Physicists in the late 1970s first hypothesized the axion as a solution to a problem in a theory called quantum chromodynamics. Scientists know very little for sure about the axion. It appears to have no other interaction other than reacting gravitationally with matter.
Scientists have believed since the 1930s that there must be some unseen but massive substance – like a gravitational glue – that prevents rotating galaxies from spinning apart. If axions exist, they are candidates for the makeup of cold dark matter that would act as that gravitational glue.
About one-quarter of all the mass of the universe can be accounted for by dark matter, but scientists still aren’t sure what exactly dark matter is. Finding axions is tricky because they react so little, and the reactions they are likely to produce are so faint and difficult to detect.

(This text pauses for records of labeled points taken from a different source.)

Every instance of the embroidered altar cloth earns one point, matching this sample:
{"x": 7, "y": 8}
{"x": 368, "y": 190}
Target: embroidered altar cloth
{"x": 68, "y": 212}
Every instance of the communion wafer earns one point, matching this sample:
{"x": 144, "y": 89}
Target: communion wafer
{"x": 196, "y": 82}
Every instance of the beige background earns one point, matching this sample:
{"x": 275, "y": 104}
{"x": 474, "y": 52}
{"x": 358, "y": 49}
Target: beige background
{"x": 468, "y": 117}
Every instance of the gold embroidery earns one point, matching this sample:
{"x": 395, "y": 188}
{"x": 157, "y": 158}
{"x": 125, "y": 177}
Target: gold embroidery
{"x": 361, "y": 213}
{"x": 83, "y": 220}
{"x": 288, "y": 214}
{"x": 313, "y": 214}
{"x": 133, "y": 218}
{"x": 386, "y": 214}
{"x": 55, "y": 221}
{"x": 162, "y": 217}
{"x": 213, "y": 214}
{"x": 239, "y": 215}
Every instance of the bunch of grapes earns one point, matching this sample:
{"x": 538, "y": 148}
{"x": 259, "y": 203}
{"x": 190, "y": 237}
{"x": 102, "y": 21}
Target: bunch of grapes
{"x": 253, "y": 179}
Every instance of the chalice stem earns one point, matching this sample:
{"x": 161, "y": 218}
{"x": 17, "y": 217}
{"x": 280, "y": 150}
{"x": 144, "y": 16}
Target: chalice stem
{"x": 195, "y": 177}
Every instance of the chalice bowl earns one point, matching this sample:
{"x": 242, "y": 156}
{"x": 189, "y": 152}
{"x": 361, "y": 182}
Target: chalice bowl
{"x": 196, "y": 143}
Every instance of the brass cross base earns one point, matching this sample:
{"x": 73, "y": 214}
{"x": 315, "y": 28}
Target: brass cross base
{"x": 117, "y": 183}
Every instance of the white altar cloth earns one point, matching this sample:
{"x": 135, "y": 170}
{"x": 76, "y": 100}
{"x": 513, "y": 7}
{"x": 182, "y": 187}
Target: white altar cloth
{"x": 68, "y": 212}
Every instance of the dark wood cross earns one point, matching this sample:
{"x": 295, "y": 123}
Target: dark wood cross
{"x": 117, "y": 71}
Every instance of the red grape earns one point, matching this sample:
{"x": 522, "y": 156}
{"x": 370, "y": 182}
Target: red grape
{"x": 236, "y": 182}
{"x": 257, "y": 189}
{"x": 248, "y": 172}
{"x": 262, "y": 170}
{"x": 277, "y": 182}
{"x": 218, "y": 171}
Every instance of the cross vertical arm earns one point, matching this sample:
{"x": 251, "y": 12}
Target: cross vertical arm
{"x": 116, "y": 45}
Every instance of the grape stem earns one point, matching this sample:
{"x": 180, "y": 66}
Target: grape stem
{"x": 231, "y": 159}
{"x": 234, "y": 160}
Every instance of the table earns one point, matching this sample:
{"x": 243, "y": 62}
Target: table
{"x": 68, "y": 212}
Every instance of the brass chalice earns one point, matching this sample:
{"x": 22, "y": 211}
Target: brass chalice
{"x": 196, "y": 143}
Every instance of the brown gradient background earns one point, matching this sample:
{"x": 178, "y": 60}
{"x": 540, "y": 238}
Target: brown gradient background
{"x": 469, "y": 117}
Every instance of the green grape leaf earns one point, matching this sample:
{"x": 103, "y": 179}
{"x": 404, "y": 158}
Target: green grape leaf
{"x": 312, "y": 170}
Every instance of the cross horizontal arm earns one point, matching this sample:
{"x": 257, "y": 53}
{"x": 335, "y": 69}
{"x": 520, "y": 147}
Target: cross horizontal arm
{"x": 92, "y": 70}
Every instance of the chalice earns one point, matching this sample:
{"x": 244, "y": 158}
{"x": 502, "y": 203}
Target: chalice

“We have probably the most sensitive axion detector in operation,” Rosenberg said. “It looks for the incredibly feeble interaction between the axion and electromagnetic radiation.”
The Axion Dark Matter Experiment (ADMX) is searching for cold dark matter axions in the halo of the Milky Way by detecting the very weak conversion of axions into microwave photons.
The team is using a detector that employs a powerful magnet surrounding a sensitive microwave receiver that is supercooled to 4.2 kelvins, or about minus-452 F. Thermal noise is reduced by such low temperatures, which also increase the chance that the detector will actually observe axions converting to microwave photons.
The researchers can fine-tune the microwave receiver to the axion mass. This will increase the possibility of detecting an interaction between axions and the detector’s magnetic field. A miniscule amount of electromagnetic power would be deposited into the receiver by a reaction, which could be recorded by computers monitoring the detector.
Previous efforts to locate the axion have been attempted, but the ADMX is garnering greater interest because of recent developments in physics research. The most notable of these developments is that the Large Hadron Collider (LHC) – which discovered the elusive Higgs boson in 2012 – did not find evidence to support supersymmetry, a proposed resolution for some inconsistencies among theories of particle physics.
The impetus to separate the search for dark matter from work on supersymmetry was provided by the LHC’s lack of evidence. The newest version of the ADMX is drawing a great deal of interest from researchers, according to Rosenberg.
“This is a needle-in-a-haystack experiment. Once we find the needle, we can stop immediately,” Rosenberg said. “We could find it in our first week of data-taking, our last week of data-taking, or never.”
The detector assembly was completed in October. The team has since begun weeks to months of commissioning, which involves testing and fine-tuning the equipment before starting the hunt in earnest.